Creating a Bee-Safe Garden

Creating a Bee-Safe Garden

Gardeners spend countless hours striving to protect their plantings from all manner of harmful grubs and beetles to aphids, cutworms, mealybugs, and countless other unwelcome pests. Some of the most familiar and widespread insects – bees – ought to be welcomed and celebrated in the garden, but they can be inadvertently excluded and even harmed by those same pest control techniques. Creating a bee-safe garden doesn’t have to be difficult, however, and the more bee-friendly a garden is, the more both these beneficial insects and the garden will thrive.

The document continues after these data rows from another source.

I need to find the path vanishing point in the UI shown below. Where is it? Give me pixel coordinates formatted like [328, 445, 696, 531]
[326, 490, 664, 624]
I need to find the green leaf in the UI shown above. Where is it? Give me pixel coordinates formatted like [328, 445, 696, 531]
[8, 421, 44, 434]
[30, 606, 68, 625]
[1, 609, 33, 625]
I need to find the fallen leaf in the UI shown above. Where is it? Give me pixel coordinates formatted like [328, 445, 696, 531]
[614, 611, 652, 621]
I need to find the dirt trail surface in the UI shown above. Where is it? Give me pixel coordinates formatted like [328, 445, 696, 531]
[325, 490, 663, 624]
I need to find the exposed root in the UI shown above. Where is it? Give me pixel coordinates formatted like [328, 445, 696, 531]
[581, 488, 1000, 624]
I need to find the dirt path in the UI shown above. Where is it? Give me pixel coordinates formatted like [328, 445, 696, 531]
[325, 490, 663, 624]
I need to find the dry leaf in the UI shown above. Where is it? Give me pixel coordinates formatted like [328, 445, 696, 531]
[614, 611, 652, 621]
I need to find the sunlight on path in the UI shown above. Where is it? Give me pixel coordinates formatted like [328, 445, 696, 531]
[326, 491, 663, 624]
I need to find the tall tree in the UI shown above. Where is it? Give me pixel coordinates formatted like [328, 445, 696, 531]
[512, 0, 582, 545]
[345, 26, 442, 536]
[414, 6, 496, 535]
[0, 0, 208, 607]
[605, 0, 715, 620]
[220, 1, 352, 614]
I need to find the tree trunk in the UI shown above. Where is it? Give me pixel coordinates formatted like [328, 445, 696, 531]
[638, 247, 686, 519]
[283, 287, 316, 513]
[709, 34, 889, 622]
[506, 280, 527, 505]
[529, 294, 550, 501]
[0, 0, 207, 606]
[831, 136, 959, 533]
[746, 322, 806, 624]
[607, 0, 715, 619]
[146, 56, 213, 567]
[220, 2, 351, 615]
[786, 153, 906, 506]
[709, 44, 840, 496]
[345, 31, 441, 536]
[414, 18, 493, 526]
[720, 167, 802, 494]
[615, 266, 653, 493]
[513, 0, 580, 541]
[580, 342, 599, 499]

Bees Are Excellent Garden Helpers

There are thousands of bee species around the world, and there are more than 4,000 species of bees in North America alone. Many types of bees are helpful in the garden, pollinating flowering trees and shrubs, flowers, herbs, fruits, and vegetables. With bees’ help, plants will produce more seeds, creating more bountiful crops and more beautiful flowerbeds, with no need for tedious hand-pollination or other artificial assistance.

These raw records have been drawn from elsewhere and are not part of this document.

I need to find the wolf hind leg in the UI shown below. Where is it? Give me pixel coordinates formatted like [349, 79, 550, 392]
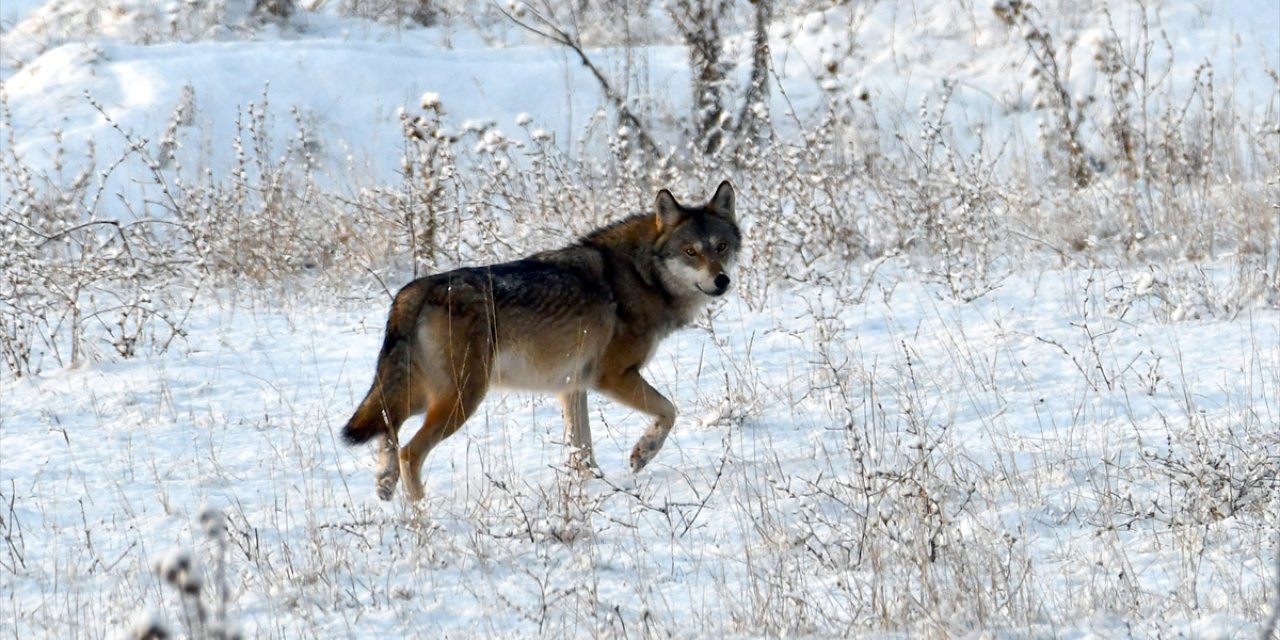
[364, 381, 424, 502]
[596, 370, 677, 472]
[375, 434, 401, 501]
[560, 390, 598, 476]
[398, 376, 487, 502]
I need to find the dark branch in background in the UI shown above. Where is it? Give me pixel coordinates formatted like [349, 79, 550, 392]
[502, 0, 775, 161]
[253, 0, 295, 21]
[995, 0, 1092, 188]
[499, 2, 662, 158]
[666, 0, 731, 155]
[734, 0, 774, 153]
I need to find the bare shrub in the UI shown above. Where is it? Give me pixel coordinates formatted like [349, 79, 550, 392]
[0, 96, 195, 375]
[3, 0, 1275, 381]
[994, 0, 1092, 188]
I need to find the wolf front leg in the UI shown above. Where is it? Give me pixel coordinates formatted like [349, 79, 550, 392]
[560, 390, 598, 475]
[596, 369, 677, 472]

Tips for a Bee-Safe Garden

There are many ways to attract and welcome bees to your garden, no matter what you grow, how big a plot you cultivate, or when you hope to harvest. To make your garden more bee-friendly…

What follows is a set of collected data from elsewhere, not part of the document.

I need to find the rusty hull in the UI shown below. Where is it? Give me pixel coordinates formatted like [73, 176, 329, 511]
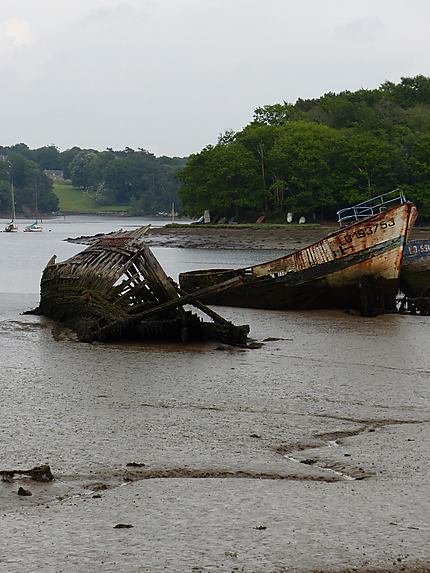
[179, 203, 418, 313]
[400, 239, 430, 297]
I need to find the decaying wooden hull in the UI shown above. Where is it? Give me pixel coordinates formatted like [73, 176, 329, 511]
[32, 227, 250, 345]
[179, 202, 418, 314]
[400, 239, 430, 297]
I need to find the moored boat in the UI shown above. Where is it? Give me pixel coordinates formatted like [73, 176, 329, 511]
[179, 191, 418, 315]
[400, 239, 430, 297]
[4, 182, 18, 232]
[24, 220, 43, 232]
[4, 221, 18, 232]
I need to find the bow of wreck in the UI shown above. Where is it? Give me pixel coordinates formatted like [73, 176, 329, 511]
[179, 192, 418, 315]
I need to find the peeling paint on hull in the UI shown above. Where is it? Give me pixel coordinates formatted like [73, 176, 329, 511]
[179, 203, 417, 312]
[400, 239, 430, 297]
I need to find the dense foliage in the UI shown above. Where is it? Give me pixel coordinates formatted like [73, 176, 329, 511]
[0, 144, 185, 215]
[3, 76, 430, 219]
[67, 148, 185, 214]
[0, 149, 58, 216]
[179, 75, 430, 221]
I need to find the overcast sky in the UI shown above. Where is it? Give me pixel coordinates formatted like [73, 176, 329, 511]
[1, 0, 429, 156]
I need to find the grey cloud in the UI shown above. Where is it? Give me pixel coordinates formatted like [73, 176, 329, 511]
[76, 1, 155, 27]
[333, 18, 384, 43]
[0, 1, 429, 155]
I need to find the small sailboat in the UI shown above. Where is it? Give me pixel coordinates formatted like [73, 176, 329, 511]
[24, 220, 43, 232]
[4, 182, 18, 232]
[24, 187, 43, 232]
[5, 221, 18, 232]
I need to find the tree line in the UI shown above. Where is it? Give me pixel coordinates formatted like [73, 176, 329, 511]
[0, 148, 59, 216]
[3, 76, 430, 220]
[179, 75, 430, 221]
[0, 144, 186, 216]
[67, 148, 186, 214]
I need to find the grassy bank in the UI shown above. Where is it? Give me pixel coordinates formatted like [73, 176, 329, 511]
[53, 181, 131, 213]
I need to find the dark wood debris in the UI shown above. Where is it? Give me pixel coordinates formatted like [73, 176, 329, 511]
[28, 227, 250, 346]
[1, 464, 54, 482]
[17, 487, 32, 496]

  • Plant Bees’ Favorite Flowers While most flowers will help support bees, blooms that produce larger amounts of pollen and nectar are more attractive to these beneficial insects. Coneflower, clover, cosmos, poppies, marigolds, and zinnias are great for bees, as are popular flower herbs like oregano and rosemary. Choose native flowers whenever possible, and avoid extreme cultivars that may be bred for extra petals or showy colors at the expense of pollen and nectar.
  • Place Flowers Throughout Your Garden No matter which flowers you choose to help bees, adding those flowers in different spots throughout your garden will bring these insects right to where you need their pollination the most. Adding flowers at the corners of your garden, between types of plants, or just in different spots on each row will not only help bees explore all your garden space, but will add unexpected dashes of color to your garden landscape.
  • Choose Plants for All-Season Blooming The longer trees, vines, shrubs, and flowers are blooming in your yard, the more bees will be able to make use of the plants. Stagger planting times to ensure ongoing bloom cycles, and choose plants that bloom early and late in the spring and fall so bees will have a reliable source of pollen and nectar throughout the year. This will also ensure plenty of pollination in your garden no matter what crops you plant or when they sprout.
  • Provide Water Bees Can Access Bees need water just as much as any other wildlife, but they will easily drown in deep dishes, basins, and bird baths. For a bee-safe water source, use a shallow dish and fill it with river rocks, marbles, pebbles, or large gravel, ensuring that the filler breaks the water’s surface. This will provide bees with plenty of access points to drink without getting stuck in deeper puddles.
  • Preserve Bee Nesting Areas Many bees nest in underground burrows or piles of brush. Providing suitable nesting sites in your garden can keep bees nearby, so let fallen logs and old snags stay in place, and don’t trim back every bush, stem, or twig that bees might find shelter in. Leave some leaf litter intact in sheltered areas, and consider adding a bee house to your yard for read-made shelter.
  • Go Vertical With Plantings Give your local bees even more space and food by going vertical with your garden space. Grapevines, peas, tomatoes, pole beans, and many other popular plants and flowering vines will easily climb a trellis or other support. This allows you have more bee-friendly planting space even in tiny gardens, on a balcony, or along a side yard.
  • Minimize Pesticides The strongest pesticides are effective not only on the damaging insects they target, but can also wipe out bee populations. Reducing or completely eliminating pesticides in your garden will be more welcoming to bees. Also check which pesticides any seeds or seedlings have been treated with before you plant, to be sure they’re bee-friendly.

Get to Know Bees

One of the best ways to make your garden bee-friendly is to get to know your local bees. Understand their needs and behaviors and learn to live happily side by side with bees, and you’ll start to notice how very helpful they are in the garden and landscape. Consult with local beekeepers, garden centers, and nurseries for more tips, and support local honey retailers to encourage even more bees in your area. By supporting bees in a number of welcoming ways, your garden will soon be buzzing with their helpful activity!